Quick Label Identification Unless you’re studying to be a Master Sommelier, you probably don’t need to know every California AVA in the book. But it does help to know a little bit about what you’re looking at when you check out a label. Both Old World and New World wines will list the producer name (Robert Mondavi), vintage (2010), and alcohol by volume percentage (13.5%). The region is listed as well, and it’s a pretty good indicator of the quality level of the wine — the more vague (California) will be a more entry-level wine, while a more specific notation (Napa Valley, Single Vineyard) means the grapes are from a concentrated vineyard area with a higher quality control. As for the grape? See Old World versus New World above.
Do Hold by the Stem There are a lot of opinions on the temperature at which a red wine versus a white wine should be served. Although it varies by grape and style, whites as a rule are generally chilled, while reds are served a little below room temperature. Especially if you’re in a fancy restaurant or at the home of a wine connoisseur, the way you hold your glass of wine tells a lot about your level of knowledge. How to look like you know what you’re doing? No matter what the wine, hold the glass by the stem, instead of gripping the bowl — it keeps the temperature of the wine the way it should be longer.
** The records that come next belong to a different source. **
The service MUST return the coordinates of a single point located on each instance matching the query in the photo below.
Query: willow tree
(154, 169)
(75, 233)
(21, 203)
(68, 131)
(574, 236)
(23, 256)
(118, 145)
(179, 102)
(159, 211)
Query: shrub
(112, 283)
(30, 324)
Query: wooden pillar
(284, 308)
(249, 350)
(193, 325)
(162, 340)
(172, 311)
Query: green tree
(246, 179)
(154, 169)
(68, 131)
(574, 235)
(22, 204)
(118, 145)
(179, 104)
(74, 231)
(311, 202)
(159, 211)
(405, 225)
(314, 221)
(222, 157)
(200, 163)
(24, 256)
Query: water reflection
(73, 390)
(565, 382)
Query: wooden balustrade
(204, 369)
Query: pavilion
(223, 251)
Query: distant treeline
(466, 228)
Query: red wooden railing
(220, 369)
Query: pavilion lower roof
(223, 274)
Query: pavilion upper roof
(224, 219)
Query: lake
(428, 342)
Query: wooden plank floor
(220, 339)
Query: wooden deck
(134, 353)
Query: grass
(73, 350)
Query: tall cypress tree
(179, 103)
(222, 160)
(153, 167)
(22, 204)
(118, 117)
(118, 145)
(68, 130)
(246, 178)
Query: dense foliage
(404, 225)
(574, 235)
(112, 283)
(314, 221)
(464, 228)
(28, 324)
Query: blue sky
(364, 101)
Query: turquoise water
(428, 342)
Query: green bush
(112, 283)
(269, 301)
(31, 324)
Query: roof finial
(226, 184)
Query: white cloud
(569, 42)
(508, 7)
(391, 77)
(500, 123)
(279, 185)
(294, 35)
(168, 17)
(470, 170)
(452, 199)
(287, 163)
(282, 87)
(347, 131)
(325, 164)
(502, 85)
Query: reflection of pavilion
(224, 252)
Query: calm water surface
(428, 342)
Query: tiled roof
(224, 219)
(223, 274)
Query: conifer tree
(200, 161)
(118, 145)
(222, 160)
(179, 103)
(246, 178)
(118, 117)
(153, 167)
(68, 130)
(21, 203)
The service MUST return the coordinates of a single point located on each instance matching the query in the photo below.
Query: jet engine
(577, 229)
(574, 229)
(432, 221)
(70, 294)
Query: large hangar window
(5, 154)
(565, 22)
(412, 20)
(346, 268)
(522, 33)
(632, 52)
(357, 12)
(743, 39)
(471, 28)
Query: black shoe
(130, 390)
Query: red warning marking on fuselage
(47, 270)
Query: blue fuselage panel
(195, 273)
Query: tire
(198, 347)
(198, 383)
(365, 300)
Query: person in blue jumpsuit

And whatever you do, don’t put ice in your glass, unless it’s filled with water.
No More Nouveau If you want to play the savvy French wine snob who knows a deal, there are lesser-known regions producing killer wines for a better price than a Chateau Lafite. These wines are some of the best wines for the best price coming from France, and you’ll look like you really have the inside scoop. Like lighter reds? Look for wines from the Beaujolais — no, not the yellow-labeled Nouveau that comes out in November. You want wines from the Crus regions, like Fleurie, Morgon, and Régnié, elegant reds made from the gamay grape, Pinot Noir’s redheaded stepsister. For fresh whites, try Sancerre’s neighboring towns like Quincy, Pouilly-Fumé, and Touraine. They’ll share some of those minerally aspects of the famous Sauvignon Blanc at a more approachable price. Still hankering for that Lafite? The Côtes du Rhône region makes gorgeous, rich, full-bodied reds from north to south, from Cornas to Vacqueyras.
Ask a Somm Ever been confronted by a book rather than a simple wine list? Don’t know what a Txakolí is? Or simply don’t recognize any of the brands on the menu? If you really want to act like you know what you’re doing, then quit pretending and ask an expert. Every restaurant’s sommelier or beverage director intimately knows the wines on their list and can recommend wines at your price point and to your taste (same goes for your local wine shop). All you need to tell them is what you like (Fuller-bodied whites like a California Chardonnay? Cabernet’s your fave?) and what you want to spend (I’d like to keep it in this range — and don’t hesitate to point if you’d rather not say in front of your date). This way, you’ll show yourself to be an adventurous wine-lover, ready to try something new.
But, no, you cannot just send it back if you don’t like it. When in doubt, ask for a taste of something off the by-the-glass menu and then order the bottle if you like it.